Well-known for his long tenure as manager of Neptune Investment Management’s US Opportunities Fund, Wintle has run a US fund since 2005 and has been in the industry since 1999, just a few months before the big dotcom bubble burst.

After his years in the industry and what he confesses has been a “fascinating” journey through economic boom and bust, he still does not tire of the opportunities across the pond. He set up a new fund from scratch with boutique firm Tyndall Investment Management in July.

The streets really are paved with gold in Wintle’s eyes. “For me, the US is the most exciting market in the world. Lots of people talk about emerging markets and what’s happening in Europe, but for me the US is the only market that offers you exposure to any investment theme you could think of,” he says.

Off the scale

The land of the supersize Big Mac meal is also home to a host of the world’s largest and most influential companies, the scale of which Wintle argues simply isn’t available to investors in any other region.
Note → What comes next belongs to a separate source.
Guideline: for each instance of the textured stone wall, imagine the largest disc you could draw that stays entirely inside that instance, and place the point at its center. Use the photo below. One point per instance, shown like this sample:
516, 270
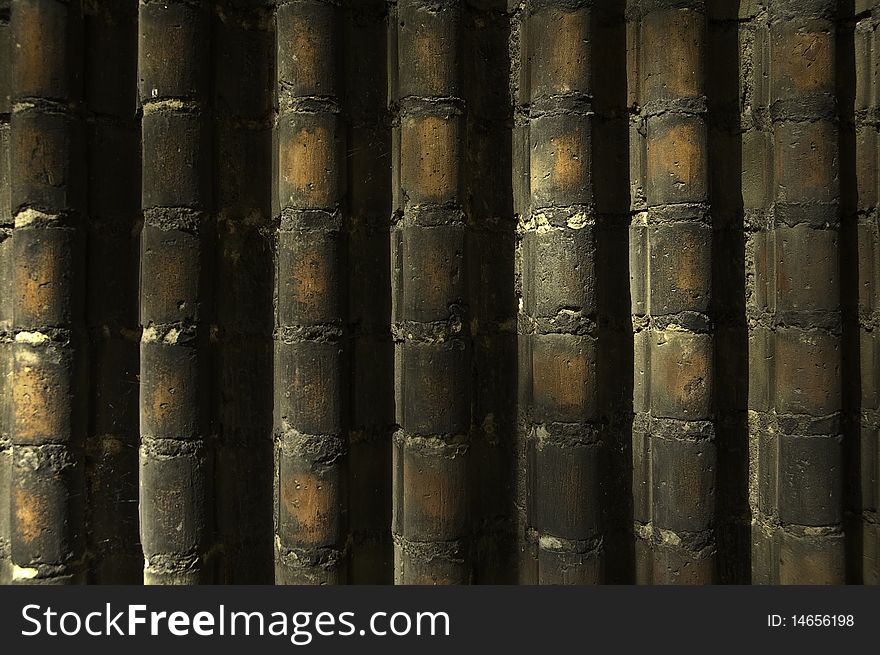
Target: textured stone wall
439, 291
“Take a big one, technology,” he says. “If you’re running European money, there’s only a handful of tech companies you can invest in. “Tech companies are changing the game but if you’re not investing in the US you can’t access that. It is the same with healthcare, which is another big theme.

“Here you have GlaxoSmithKline and Astrazeneca but they’re massive companies who aren’t really going anywhere or there’s lots of small-cap stuff, but that’s really it.

“The US has loads of healthcare and loads of biotechnology. It’s the same if you go to emerging markets. There are large swathes of the investable universe that just don’t exist.”

It’s the reason investing in the US markets has not lost its appeal for Wintle in the 12 years of running his own dedicated US funds at Neptune and as he now strikes out as one of the founders of Tyndall IM.

Tomorrow’s world

Technology is a theme Wintle comes back to time and again during research on investment themes and opportunities, and he stands steadfast in his belief that it is changing the world.

Technology has become so much more than just devices, apps and gadgets, and is now inextricably linked to almost every aspect of everyday life, he says.

It is the top-down ideas that ultimately guide Wintle’s investment process, and he then gets into the nitty gritty of company accounts and strategy.

“We do it [that way] because I am interested in finding out where the world is going to, not where it’s been. What’s tomorrow bringing? Because that’s where the stock market is going, it always looks forward, never back.

“I try and identify where the big investment themes are and where they are going. Right now that leads you to technology.”

Wintle is overweight in the tech sector at the time of writing, with 28.5% of the portfolio in technology stocks against 23.5% in the S&P 500.

The portfolio is also heavily tilted towards large-cap stocks, with 63% of the exposure towards companies worth north of $20bn, 27% to mid-cap and just 5% in small-cap stocks worth less than $5bn.